Stany Zjednoczone utrzymują presję na Nord Stream 2; Waszyngton jest bliski zablokowania ukończenia tego gazociągu, ale gra o to wciąż się toczy – mówi Daniel Kochis, starszy analityk waszyngtońskiego think tanku Heritage Foundation. Ekspert zauważa, że w Kongresie istnieje ponadpartyjne porozumienie w sprawie sankcji.

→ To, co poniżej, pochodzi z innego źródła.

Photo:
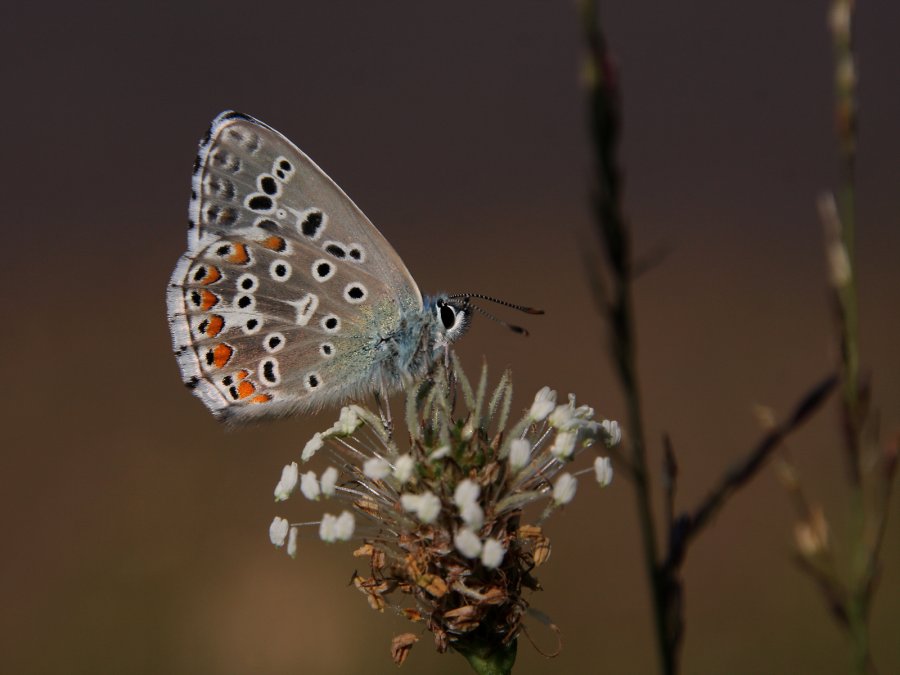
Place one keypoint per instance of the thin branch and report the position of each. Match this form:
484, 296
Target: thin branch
744, 470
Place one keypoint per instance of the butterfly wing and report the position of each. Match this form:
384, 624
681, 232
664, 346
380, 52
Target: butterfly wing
285, 284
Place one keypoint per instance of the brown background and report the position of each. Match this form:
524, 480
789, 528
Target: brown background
135, 528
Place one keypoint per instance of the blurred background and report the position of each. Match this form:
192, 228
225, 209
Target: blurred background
135, 526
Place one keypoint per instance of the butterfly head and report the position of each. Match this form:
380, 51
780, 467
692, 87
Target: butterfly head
452, 315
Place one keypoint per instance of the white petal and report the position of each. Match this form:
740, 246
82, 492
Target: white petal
278, 530
467, 492
347, 423
376, 468
564, 444
467, 543
344, 526
292, 542
287, 483
403, 468
309, 486
544, 402
519, 454
564, 490
492, 553
603, 470
312, 447
472, 515
328, 481
440, 453
561, 416
613, 432
426, 506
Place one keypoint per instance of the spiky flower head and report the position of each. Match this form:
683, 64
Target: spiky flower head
439, 516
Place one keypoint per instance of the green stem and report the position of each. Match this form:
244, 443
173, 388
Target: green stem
490, 659
615, 235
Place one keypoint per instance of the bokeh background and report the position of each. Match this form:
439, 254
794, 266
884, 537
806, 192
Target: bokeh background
134, 527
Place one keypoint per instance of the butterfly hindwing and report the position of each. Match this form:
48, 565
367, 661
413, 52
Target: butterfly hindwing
285, 282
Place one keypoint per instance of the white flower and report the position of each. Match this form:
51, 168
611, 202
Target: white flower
313, 445
337, 528
568, 417
564, 444
287, 483
472, 514
426, 506
403, 468
561, 416
292, 542
376, 468
328, 481
345, 526
347, 423
440, 453
309, 486
564, 490
544, 402
613, 432
492, 553
278, 530
467, 543
519, 453
467, 492
603, 469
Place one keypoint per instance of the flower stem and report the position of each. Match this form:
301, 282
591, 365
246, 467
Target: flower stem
490, 659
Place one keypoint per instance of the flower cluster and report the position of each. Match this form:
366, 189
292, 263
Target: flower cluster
440, 521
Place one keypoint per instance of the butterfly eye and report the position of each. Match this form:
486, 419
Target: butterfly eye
448, 315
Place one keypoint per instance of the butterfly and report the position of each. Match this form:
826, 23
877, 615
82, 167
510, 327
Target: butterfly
288, 299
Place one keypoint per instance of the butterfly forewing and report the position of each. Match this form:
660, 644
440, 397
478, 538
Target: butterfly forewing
285, 282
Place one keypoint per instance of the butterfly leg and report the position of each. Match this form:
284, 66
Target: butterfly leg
384, 409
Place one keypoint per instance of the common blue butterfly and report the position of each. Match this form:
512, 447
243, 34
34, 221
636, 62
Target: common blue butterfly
288, 298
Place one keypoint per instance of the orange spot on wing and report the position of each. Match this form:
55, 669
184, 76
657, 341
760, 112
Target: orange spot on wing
222, 354
274, 243
208, 300
239, 255
212, 276
215, 325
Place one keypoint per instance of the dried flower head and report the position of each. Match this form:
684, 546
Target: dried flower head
440, 521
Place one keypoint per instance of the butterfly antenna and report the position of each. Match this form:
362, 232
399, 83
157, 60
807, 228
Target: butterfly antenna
521, 308
512, 327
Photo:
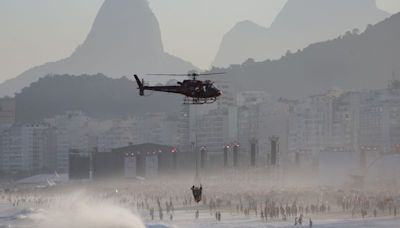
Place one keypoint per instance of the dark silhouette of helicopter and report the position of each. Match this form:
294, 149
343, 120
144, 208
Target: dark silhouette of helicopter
196, 91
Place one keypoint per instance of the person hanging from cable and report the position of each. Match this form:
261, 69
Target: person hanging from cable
197, 193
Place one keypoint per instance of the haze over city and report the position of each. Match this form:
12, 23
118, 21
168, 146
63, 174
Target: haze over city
184, 113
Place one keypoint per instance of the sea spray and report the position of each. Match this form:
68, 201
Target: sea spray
82, 211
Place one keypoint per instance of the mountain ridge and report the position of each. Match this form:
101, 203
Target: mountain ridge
125, 38
300, 23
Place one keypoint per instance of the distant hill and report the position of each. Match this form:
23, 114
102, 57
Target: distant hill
96, 95
125, 38
300, 23
351, 61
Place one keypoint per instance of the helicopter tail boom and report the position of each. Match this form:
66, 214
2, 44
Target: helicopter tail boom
140, 84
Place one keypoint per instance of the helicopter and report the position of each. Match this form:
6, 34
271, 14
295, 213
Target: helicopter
195, 91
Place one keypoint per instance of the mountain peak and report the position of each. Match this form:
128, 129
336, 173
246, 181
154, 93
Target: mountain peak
300, 23
128, 23
125, 38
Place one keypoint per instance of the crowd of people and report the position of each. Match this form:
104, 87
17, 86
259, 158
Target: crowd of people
162, 201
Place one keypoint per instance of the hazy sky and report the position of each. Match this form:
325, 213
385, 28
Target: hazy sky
33, 32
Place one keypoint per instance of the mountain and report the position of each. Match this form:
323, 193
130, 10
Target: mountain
125, 38
97, 96
352, 61
300, 23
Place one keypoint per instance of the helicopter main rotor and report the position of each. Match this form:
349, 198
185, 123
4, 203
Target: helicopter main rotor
192, 75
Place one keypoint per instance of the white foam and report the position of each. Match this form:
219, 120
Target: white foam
80, 211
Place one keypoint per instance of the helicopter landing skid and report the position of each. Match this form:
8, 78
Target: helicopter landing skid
198, 101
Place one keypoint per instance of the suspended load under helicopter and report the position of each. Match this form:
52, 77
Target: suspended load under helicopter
197, 193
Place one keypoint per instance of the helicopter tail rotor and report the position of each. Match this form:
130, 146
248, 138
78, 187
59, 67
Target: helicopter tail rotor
140, 84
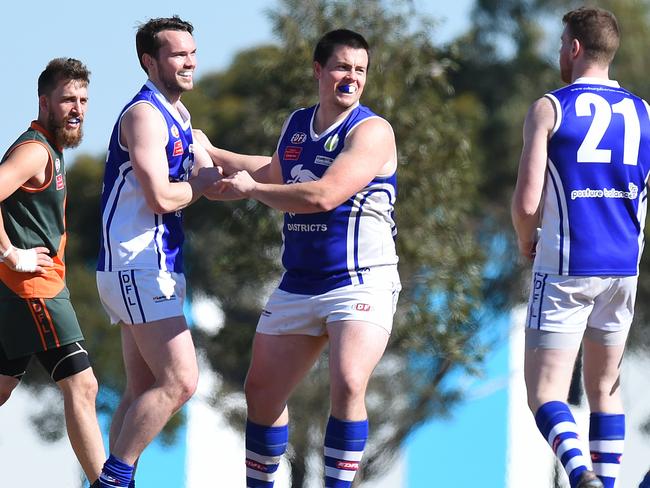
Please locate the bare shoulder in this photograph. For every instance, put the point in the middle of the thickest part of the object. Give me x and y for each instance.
(142, 121)
(541, 113)
(375, 130)
(31, 152)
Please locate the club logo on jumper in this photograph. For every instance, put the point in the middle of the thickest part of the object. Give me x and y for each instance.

- Gdy rozpoczęła się w Waszyngtonie dyskusja o sankcjach na Nord Stream 2, wielu ekspertów było im przeciwna. Argumentowano nawet, że "że sprawa jest właściwie zakończona" i że taki krok wpłynie negatywnie na relacje USA z Niemcami.
- Amerykańskie sankcje okazały się jednak skuteczne i "znacząco wstrzymały projekt". Mimo tego, że do ukończenia gazociągu pozostaje jedynie ok. 6 proc. jego długości Stany Zjednoczone "utrzymają presję".
- To kluczowy priorytet rządu USA, by mieć pewność, że Nord Stream 2 nigdy nie zostanie ukończony. Administracja zdaje sobie sprawę, że to jest zasadniczo projekt polityczny i tu nie chodzi o gospodarkę - mówi Daniel Kochis.